Pulte’s remarks come in the wake of the U.S. government taking 10% stakes in tech giant Intel (INTC) and metal miners Lithium Americas (LAC) and Trilogy Metals (TMQ), along with a 15% stake in rare earth minerals producer MP Materials (MP). The administration has also mulled taking stakes in U.S. defense contractors.
We asked Seeking Alpha analysts Noah Cox of Noah’s Arc Capital Management and Joseph Parrish if they thought Fannie Mae and Freddie Mac should take equity stakes in the tech sector.
Noah Cox: Fannie (OTCQB:FNMA) and Freddie (OTCQB:FMCC) should absolutely not take stakes in tech stocks like Palantir (PLTR), Microsoft (MSFT), or others.
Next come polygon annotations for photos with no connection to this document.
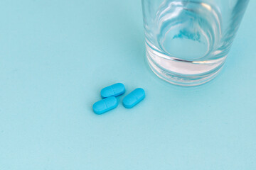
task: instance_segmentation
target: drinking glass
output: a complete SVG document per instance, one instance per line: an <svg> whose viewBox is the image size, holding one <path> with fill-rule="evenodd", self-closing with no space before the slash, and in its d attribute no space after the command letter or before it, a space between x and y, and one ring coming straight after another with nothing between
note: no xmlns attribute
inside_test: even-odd
<svg viewBox="0 0 256 170"><path fill-rule="evenodd" d="M249 0L142 0L146 57L174 84L196 86L223 67Z"/></svg>

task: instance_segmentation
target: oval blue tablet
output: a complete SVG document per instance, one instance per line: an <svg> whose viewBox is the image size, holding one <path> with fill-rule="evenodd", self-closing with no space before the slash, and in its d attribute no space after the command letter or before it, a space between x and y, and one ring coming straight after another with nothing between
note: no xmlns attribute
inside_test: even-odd
<svg viewBox="0 0 256 170"><path fill-rule="evenodd" d="M141 88L136 89L126 96L123 100L125 108L131 108L145 98L145 91Z"/></svg>
<svg viewBox="0 0 256 170"><path fill-rule="evenodd" d="M118 103L117 98L112 96L96 102L93 104L92 109L96 114L101 115L115 108L117 105Z"/></svg>
<svg viewBox="0 0 256 170"><path fill-rule="evenodd" d="M117 83L102 89L100 91L100 95L104 98L110 96L116 97L124 94L124 85L122 83Z"/></svg>

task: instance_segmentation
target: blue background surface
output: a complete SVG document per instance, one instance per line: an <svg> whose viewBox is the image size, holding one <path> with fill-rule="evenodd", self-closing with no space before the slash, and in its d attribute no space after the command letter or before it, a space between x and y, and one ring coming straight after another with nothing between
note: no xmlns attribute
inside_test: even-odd
<svg viewBox="0 0 256 170"><path fill-rule="evenodd" d="M218 76L183 88L145 64L139 0L1 1L0 169L256 169L255 8ZM117 82L146 98L94 114Z"/></svg>

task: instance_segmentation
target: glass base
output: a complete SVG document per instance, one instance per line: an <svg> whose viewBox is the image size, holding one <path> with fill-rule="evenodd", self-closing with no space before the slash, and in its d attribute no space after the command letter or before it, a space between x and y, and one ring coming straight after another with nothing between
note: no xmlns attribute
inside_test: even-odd
<svg viewBox="0 0 256 170"><path fill-rule="evenodd" d="M215 60L188 62L159 57L156 51L146 50L151 70L159 78L175 85L195 86L208 82L220 72L226 57Z"/></svg>

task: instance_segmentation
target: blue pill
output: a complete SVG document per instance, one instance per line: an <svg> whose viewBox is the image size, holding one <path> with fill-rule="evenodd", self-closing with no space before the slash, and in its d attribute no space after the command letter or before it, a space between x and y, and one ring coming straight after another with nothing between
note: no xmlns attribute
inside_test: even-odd
<svg viewBox="0 0 256 170"><path fill-rule="evenodd" d="M123 99L125 108L131 108L145 98L145 91L141 88L136 89Z"/></svg>
<svg viewBox="0 0 256 170"><path fill-rule="evenodd" d="M107 98L110 96L118 96L121 94L124 94L125 88L124 85L122 83L114 84L110 86L105 87L100 91L102 97Z"/></svg>
<svg viewBox="0 0 256 170"><path fill-rule="evenodd" d="M93 104L93 111L101 115L105 112L115 108L118 105L117 100L115 97L111 96L99 101Z"/></svg>

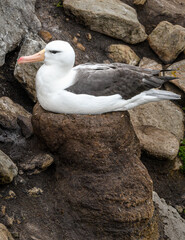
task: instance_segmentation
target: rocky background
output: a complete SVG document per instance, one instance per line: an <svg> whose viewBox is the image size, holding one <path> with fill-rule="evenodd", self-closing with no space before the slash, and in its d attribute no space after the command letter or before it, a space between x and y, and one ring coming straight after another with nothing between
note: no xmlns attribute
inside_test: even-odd
<svg viewBox="0 0 185 240"><path fill-rule="evenodd" d="M184 12L184 0L0 2L0 239L185 239ZM173 69L165 88L182 99L48 113L35 105L40 64L16 60L55 39L75 64Z"/></svg>

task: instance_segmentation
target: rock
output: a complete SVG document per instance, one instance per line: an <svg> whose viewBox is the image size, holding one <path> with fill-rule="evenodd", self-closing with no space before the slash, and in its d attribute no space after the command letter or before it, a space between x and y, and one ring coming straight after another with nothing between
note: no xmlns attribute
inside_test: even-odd
<svg viewBox="0 0 185 240"><path fill-rule="evenodd" d="M174 160L179 151L179 141L169 131L152 126L135 128L141 148L149 155L160 159Z"/></svg>
<svg viewBox="0 0 185 240"><path fill-rule="evenodd" d="M31 123L31 114L30 114L30 117L24 117L24 116L18 115L17 123L21 127L22 135L25 138L29 138L33 135L33 127L32 127L32 123Z"/></svg>
<svg viewBox="0 0 185 240"><path fill-rule="evenodd" d="M146 32L151 33L162 21L178 24L185 27L184 0L149 0L142 6L136 6L134 2L144 0L122 0L131 7L137 8L138 19L145 26Z"/></svg>
<svg viewBox="0 0 185 240"><path fill-rule="evenodd" d="M108 52L108 57L114 62L137 65L140 61L135 52L129 46L123 44L111 44L108 47Z"/></svg>
<svg viewBox="0 0 185 240"><path fill-rule="evenodd" d="M185 60L173 63L168 69L173 69L174 71L168 72L167 75L178 78L170 82L185 93Z"/></svg>
<svg viewBox="0 0 185 240"><path fill-rule="evenodd" d="M16 194L12 190L10 190L8 192L8 196L5 197L5 199L15 199L15 198L16 198Z"/></svg>
<svg viewBox="0 0 185 240"><path fill-rule="evenodd" d="M92 40L92 35L90 33L87 33L85 36L86 36L88 41Z"/></svg>
<svg viewBox="0 0 185 240"><path fill-rule="evenodd" d="M162 70L162 65L153 59L143 57L139 63L139 67L149 68L153 70Z"/></svg>
<svg viewBox="0 0 185 240"><path fill-rule="evenodd" d="M131 44L147 38L135 9L119 0L64 0L63 7L67 14L72 13L93 31Z"/></svg>
<svg viewBox="0 0 185 240"><path fill-rule="evenodd" d="M46 43L37 35L28 36L19 52L19 56L31 55L45 48ZM28 92L30 98L36 102L35 76L43 63L16 64L14 76Z"/></svg>
<svg viewBox="0 0 185 240"><path fill-rule="evenodd" d="M52 39L52 35L50 32L45 31L45 30L40 30L39 31L39 36L45 41L45 42L49 42Z"/></svg>
<svg viewBox="0 0 185 240"><path fill-rule="evenodd" d="M160 199L156 192L153 192L153 201L159 208L159 214L164 226L164 234L169 240L185 239L185 220L181 218L175 208L166 204Z"/></svg>
<svg viewBox="0 0 185 240"><path fill-rule="evenodd" d="M5 227L5 225L0 223L0 239L1 240L14 240L11 233Z"/></svg>
<svg viewBox="0 0 185 240"><path fill-rule="evenodd" d="M134 4L135 5L143 5L143 4L145 4L145 2L146 2L146 0L135 0Z"/></svg>
<svg viewBox="0 0 185 240"><path fill-rule="evenodd" d="M36 0L0 1L0 66L6 53L14 50L28 31L37 32L41 23L35 15Z"/></svg>
<svg viewBox="0 0 185 240"><path fill-rule="evenodd" d="M85 47L81 43L77 43L77 48L80 49L81 51L85 52Z"/></svg>
<svg viewBox="0 0 185 240"><path fill-rule="evenodd" d="M0 98L0 125L8 129L18 127L18 118L30 119L31 114L8 97Z"/></svg>
<svg viewBox="0 0 185 240"><path fill-rule="evenodd" d="M70 216L61 224L69 229L68 239L158 239L152 181L127 112L55 114L36 104L32 123L58 156L58 192Z"/></svg>
<svg viewBox="0 0 185 240"><path fill-rule="evenodd" d="M43 190L41 188L33 187L28 190L28 195L31 197L38 197L43 193Z"/></svg>
<svg viewBox="0 0 185 240"><path fill-rule="evenodd" d="M10 183L17 174L15 163L0 150L0 184Z"/></svg>
<svg viewBox="0 0 185 240"><path fill-rule="evenodd" d="M47 153L40 153L30 159L28 162L23 163L20 167L24 171L31 171L31 174L38 174L46 170L54 162L53 157Z"/></svg>
<svg viewBox="0 0 185 240"><path fill-rule="evenodd" d="M184 114L170 101L152 102L129 110L134 129L140 126L153 126L168 131L178 141L184 136Z"/></svg>
<svg viewBox="0 0 185 240"><path fill-rule="evenodd" d="M160 22L149 35L148 42L164 63L171 63L185 49L185 28Z"/></svg>

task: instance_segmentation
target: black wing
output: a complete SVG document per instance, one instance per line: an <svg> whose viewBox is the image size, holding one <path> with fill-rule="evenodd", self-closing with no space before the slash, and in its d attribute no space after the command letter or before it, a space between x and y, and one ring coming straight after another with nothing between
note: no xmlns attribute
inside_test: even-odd
<svg viewBox="0 0 185 240"><path fill-rule="evenodd" d="M160 71L128 64L82 64L76 70L76 83L67 88L75 94L107 96L120 94L129 99L142 91L160 87L174 78L160 76Z"/></svg>

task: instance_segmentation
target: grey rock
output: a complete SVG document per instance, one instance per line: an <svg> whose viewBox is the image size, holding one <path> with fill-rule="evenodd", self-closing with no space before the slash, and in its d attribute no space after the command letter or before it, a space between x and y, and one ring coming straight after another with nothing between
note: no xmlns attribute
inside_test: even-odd
<svg viewBox="0 0 185 240"><path fill-rule="evenodd" d="M142 0L122 1L129 4L131 7L137 8L138 19L145 26L145 29L149 34L162 21L168 21L172 24L178 24L185 27L184 0L149 0L139 7L137 7L134 3Z"/></svg>
<svg viewBox="0 0 185 240"><path fill-rule="evenodd" d="M131 44L147 38L135 9L119 0L64 0L63 7L91 30Z"/></svg>
<svg viewBox="0 0 185 240"><path fill-rule="evenodd" d="M140 58L136 53L129 47L123 44L111 44L108 47L108 57L114 62L121 62L130 65L137 65Z"/></svg>
<svg viewBox="0 0 185 240"><path fill-rule="evenodd" d="M0 184L10 183L17 174L17 166L0 150Z"/></svg>
<svg viewBox="0 0 185 240"><path fill-rule="evenodd" d="M184 114L171 101L147 103L129 110L134 128L153 126L168 131L176 136L178 141L184 136Z"/></svg>
<svg viewBox="0 0 185 240"><path fill-rule="evenodd" d="M18 127L18 117L31 118L31 114L8 97L0 98L0 125L8 129Z"/></svg>
<svg viewBox="0 0 185 240"><path fill-rule="evenodd" d="M0 223L0 240L14 240L8 229Z"/></svg>
<svg viewBox="0 0 185 240"><path fill-rule="evenodd" d="M160 159L174 160L179 151L179 141L169 131L152 126L135 128L141 148Z"/></svg>
<svg viewBox="0 0 185 240"><path fill-rule="evenodd" d="M171 63L185 49L185 28L160 22L149 35L148 42L164 63Z"/></svg>
<svg viewBox="0 0 185 240"><path fill-rule="evenodd" d="M159 214L163 221L164 234L169 240L185 239L185 220L181 218L175 208L167 205L165 200L153 192L153 201L159 208Z"/></svg>
<svg viewBox="0 0 185 240"><path fill-rule="evenodd" d="M7 52L15 49L28 31L37 31L41 23L35 15L36 0L0 1L0 66Z"/></svg>
<svg viewBox="0 0 185 240"><path fill-rule="evenodd" d="M143 4L145 4L145 2L146 2L146 0L135 0L134 4L135 5L143 5Z"/></svg>
<svg viewBox="0 0 185 240"><path fill-rule="evenodd" d="M29 175L38 174L46 170L54 162L53 157L48 153L40 153L29 159L27 162L21 164L24 171L29 172Z"/></svg>
<svg viewBox="0 0 185 240"><path fill-rule="evenodd" d="M46 46L46 43L37 35L28 36L19 52L19 56L32 55L39 52ZM36 102L35 76L43 63L16 64L14 70L15 78L22 84L28 92L30 98Z"/></svg>
<svg viewBox="0 0 185 240"><path fill-rule="evenodd" d="M173 69L174 71L168 72L167 75L178 78L172 80L171 83L185 93L185 60L173 63L168 69Z"/></svg>
<svg viewBox="0 0 185 240"><path fill-rule="evenodd" d="M139 63L139 67L149 68L153 70L162 70L162 65L153 59L143 57Z"/></svg>

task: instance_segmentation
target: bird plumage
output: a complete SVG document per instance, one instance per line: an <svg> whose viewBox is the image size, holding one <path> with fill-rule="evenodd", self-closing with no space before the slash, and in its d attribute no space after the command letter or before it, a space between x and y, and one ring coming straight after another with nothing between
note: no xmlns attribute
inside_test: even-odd
<svg viewBox="0 0 185 240"><path fill-rule="evenodd" d="M18 63L29 62L29 59L35 61L36 58L37 54L22 57ZM88 63L73 67L74 50L64 41L47 44L44 58L36 76L36 91L41 106L48 111L101 114L128 110L147 102L180 98L172 92L151 89L173 79L160 76L158 70L122 63ZM39 59L43 56L40 58L39 55Z"/></svg>

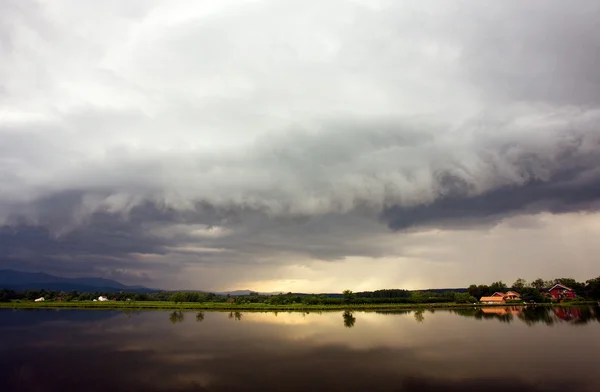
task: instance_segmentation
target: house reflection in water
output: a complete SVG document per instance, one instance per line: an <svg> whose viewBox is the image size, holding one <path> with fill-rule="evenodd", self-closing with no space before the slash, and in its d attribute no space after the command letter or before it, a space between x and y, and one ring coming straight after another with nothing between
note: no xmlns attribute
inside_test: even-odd
<svg viewBox="0 0 600 392"><path fill-rule="evenodd" d="M583 313L580 308L552 308L554 315L563 321L583 321Z"/></svg>
<svg viewBox="0 0 600 392"><path fill-rule="evenodd" d="M481 308L484 314L492 314L498 316L514 315L518 316L523 311L520 306L506 306L506 307L493 307L493 308Z"/></svg>

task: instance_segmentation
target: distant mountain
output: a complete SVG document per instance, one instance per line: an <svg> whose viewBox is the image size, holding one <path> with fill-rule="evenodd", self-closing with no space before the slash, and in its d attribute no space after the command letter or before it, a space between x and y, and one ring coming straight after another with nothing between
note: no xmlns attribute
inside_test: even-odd
<svg viewBox="0 0 600 392"><path fill-rule="evenodd" d="M0 288L11 290L62 290L62 291L131 291L149 293L158 291L143 286L128 286L112 279L64 278L43 272L0 270Z"/></svg>

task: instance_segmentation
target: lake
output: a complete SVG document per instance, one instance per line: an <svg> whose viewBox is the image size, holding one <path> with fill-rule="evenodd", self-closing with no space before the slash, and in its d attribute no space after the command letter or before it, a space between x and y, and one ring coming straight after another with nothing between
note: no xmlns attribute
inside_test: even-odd
<svg viewBox="0 0 600 392"><path fill-rule="evenodd" d="M600 309L0 310L0 391L599 391Z"/></svg>

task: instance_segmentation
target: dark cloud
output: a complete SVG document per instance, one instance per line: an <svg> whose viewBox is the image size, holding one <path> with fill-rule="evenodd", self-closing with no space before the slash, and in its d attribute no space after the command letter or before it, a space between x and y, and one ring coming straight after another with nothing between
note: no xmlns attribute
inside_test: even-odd
<svg viewBox="0 0 600 392"><path fill-rule="evenodd" d="M390 229L596 211L599 12L3 2L0 257L268 274L405 256Z"/></svg>

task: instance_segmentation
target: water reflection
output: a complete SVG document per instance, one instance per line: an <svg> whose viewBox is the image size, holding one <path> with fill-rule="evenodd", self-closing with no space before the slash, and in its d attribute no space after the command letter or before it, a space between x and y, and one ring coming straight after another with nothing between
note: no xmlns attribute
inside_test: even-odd
<svg viewBox="0 0 600 392"><path fill-rule="evenodd" d="M169 320L171 321L171 324L182 323L184 319L185 316L183 315L183 312L181 310L173 311L169 315Z"/></svg>
<svg viewBox="0 0 600 392"><path fill-rule="evenodd" d="M229 312L229 318L242 321L242 312Z"/></svg>
<svg viewBox="0 0 600 392"><path fill-rule="evenodd" d="M0 310L0 391L591 392L599 315Z"/></svg>
<svg viewBox="0 0 600 392"><path fill-rule="evenodd" d="M522 321L529 326L535 324L553 325L556 323L587 324L600 322L600 308L598 307L543 307L543 306L506 306L472 309L454 309L459 316L472 317L478 320L498 320L511 323L515 320Z"/></svg>
<svg viewBox="0 0 600 392"><path fill-rule="evenodd" d="M342 314L342 318L344 319L344 327L352 328L356 323L356 317L349 310L344 311Z"/></svg>

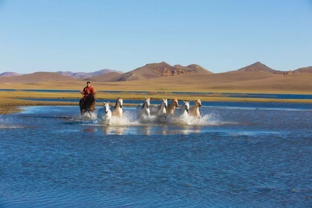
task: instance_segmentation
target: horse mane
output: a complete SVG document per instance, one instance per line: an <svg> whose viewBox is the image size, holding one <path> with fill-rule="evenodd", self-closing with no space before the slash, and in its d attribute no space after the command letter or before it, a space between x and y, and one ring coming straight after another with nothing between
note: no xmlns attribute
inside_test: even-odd
<svg viewBox="0 0 312 208"><path fill-rule="evenodd" d="M114 109L116 109L116 108L117 107L117 103L118 103L118 100L119 100L120 99L120 97L118 97L117 98L117 100L116 100L116 104L115 104L115 107L114 107Z"/></svg>

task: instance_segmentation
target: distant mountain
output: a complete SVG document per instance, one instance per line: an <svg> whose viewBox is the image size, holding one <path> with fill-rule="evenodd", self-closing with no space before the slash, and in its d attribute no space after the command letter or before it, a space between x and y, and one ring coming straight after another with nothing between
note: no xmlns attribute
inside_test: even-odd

They are basically giant mortgage warehousing institutions. While they are owned by the U.S. government, they should not be acting like a hedge fund, full stop.
Joseph Parrish: As Fannie (OTCQB:FNMA) and Freddie (OTCQB:FMCC) are primarily insurance companies, they would hardly be the first to put some of their long-term assets into equities, Berkshire Hathaway (BRK.A) (BRK.B) being a good example.
The tech angle is tricky, given the high growth but also the high valuations for AI, an opportunity that remains tough to value. I think both companies would be better off improving their balance sheets for a couple of years first. If deals to get those stakes are non-cash in nature, they would be much more lucrative to both.